China is stepping up aid to the Philippines, including a proposal to seek oil together offshore and a gift of arms to help Manila fight a Muslim rebel insurgency, indicating that both sides want an extra-firm friendship despite an unsettled maritime dispute.
Three firms, including China’s state-owned offshore oil driller CNOOC are awaiting Philippine President Rodrigo Duterte’s signature to explore for fuel reserves under a 7,120-square-kilometer tract of water off the Philippine west coast.
Last week the Armed Forces of the Philippines said on its website China had donated 3,000 assault rifles, with 3 million rounds of ammunition, to help the military fight the ISIS-sympathetic Maute Group rebels in a war-torn southern city.
The transactions, alongside infrastructure aid from China, indicate that both countries want as much from each other as the other can accommodate. They made peace only in 2016 after four years of squabbling over maritime sovereignty.
China pursues an oil exploration partnership
Officials in China “would want as much they can get,” said Ramon Casiple, executive director of the Philippine advocacy organization Institute for Political and Electoral Reform.
“I would say the Filipinos are very nationalist in their position, particularly with regards to the South China Sea, but then the friendship I think is well received here.”
Beijing is chasing stronger alliances around Southeast Asia to ease hostility over its claims to nearly the whole South China Sea. A world arbitration court said in mid-2016 China lacked a legal basis to assert those rights.
The Chinese claim overlaps the exclusive economic zones of four Southeast Asian states including the Philippines. Those countries chafe at China’s passage of ships and buildup of artificial islands for military infrastructure.
Chinese aid
China is offering aid and investment to rival claimants Brunei, Malaysia and Vietnam, as well as to the Philippines. But President Rodrigo Duterte in Manila welcomes China with special enthusiasm as part of his shift away from dependence on the United States.
Chinese success in exchanging aid for political tolerance anywhere in the Asia hinges on the other side’s interest, said Song Seng Wun, Southeast Asia-specialized economist with the private banking unit of CIMB in Singapore.
“It is always a case of the other side (being) more welcoming,” Song said. “On the case of the Philippines, obviously you have a president, and he really wants to do it, so you’re talking about playing the Chinese off the Americans.”
US / Philippines
The United States has been an ally of the Philippines since its colonization of the Southeast Asian country ended in 1946. China opposes the U.S. military presence near the disputed sea, however, while Duterte resents Washington’s criticism of his deadly anti-drug campaign.
But Duterte swung back toward the United States last week with a pitch for more economic partnerships.
China may have donated the rifles, the second installment of its kind, to offset U.S. aid, analysts say.
The United States does joint naval patrols with the Philippines and since 2002 it has placed 50 to 100 special forces on the southern island Mindanao to help control violent rebels such as the Maute Group.
China becoming more popular
Filipinos’ positive sentiment toward China has risen 17 percentage points since 2014, the Pew Research Center said last month.
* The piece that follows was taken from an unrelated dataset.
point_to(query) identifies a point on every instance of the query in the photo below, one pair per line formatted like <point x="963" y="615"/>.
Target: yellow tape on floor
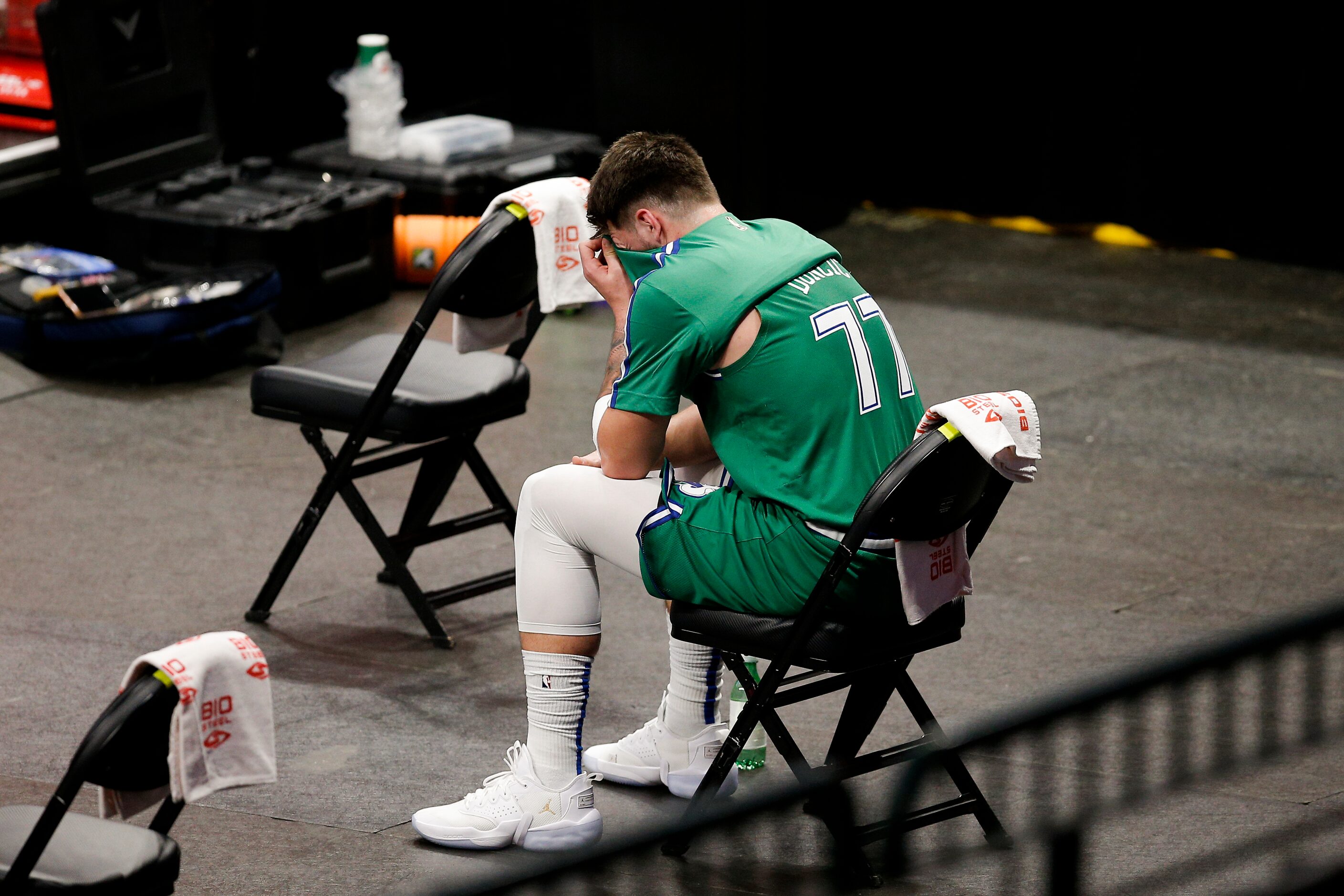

Positive sentiment toward the United States fell from 92 to 78 percent over the past two years, it found.
China pledged $24 billion in aid after Duterte visited Beijing in October. Three months later China and the Philippines agreed to $3.7 billion in Chinese investment covering 30 projects.
China competes as well with Japan for aid and investment in a $167 billion, five-year Philippine effort to modernize infrastructure. Japan, a U.S. ally that has its own political disputes with Beijing, is vying with China for alliances around much of developing Asia.
“If you look at the (official development aid), you’re seeing more from the Japanese than the Chinese,” said Jonathan Ravelas, chief market strategist with Banco de Oro UniBank in Metro Manila.
Philippines still wary
Filipinos want China’s aid, an outgrowth of the $11.2 trillion Chinese economy, as long as it comes without political strings such as conceding disputed tracts of sea, scholars in Manila say.
Prior Chinese efforts at joint maritime oil exploration with Southeast Asian states have failed before because of questions about who would own any discoveries.
China’s CNOOC owns 51 percent of the Calamian oil field being considered for joint exploration now, while Philippine National Oil Company has 28 percent. Jadestone Energy of Singapore has another stake.
China and the Philippines have discussed offshore oil cooperation since late last year.
“Everyone’s waiting at the sidelines,” Ravelas said. “It’s really the devil is in the details. Basically, what would be the revenue share? What will China bring to the table?”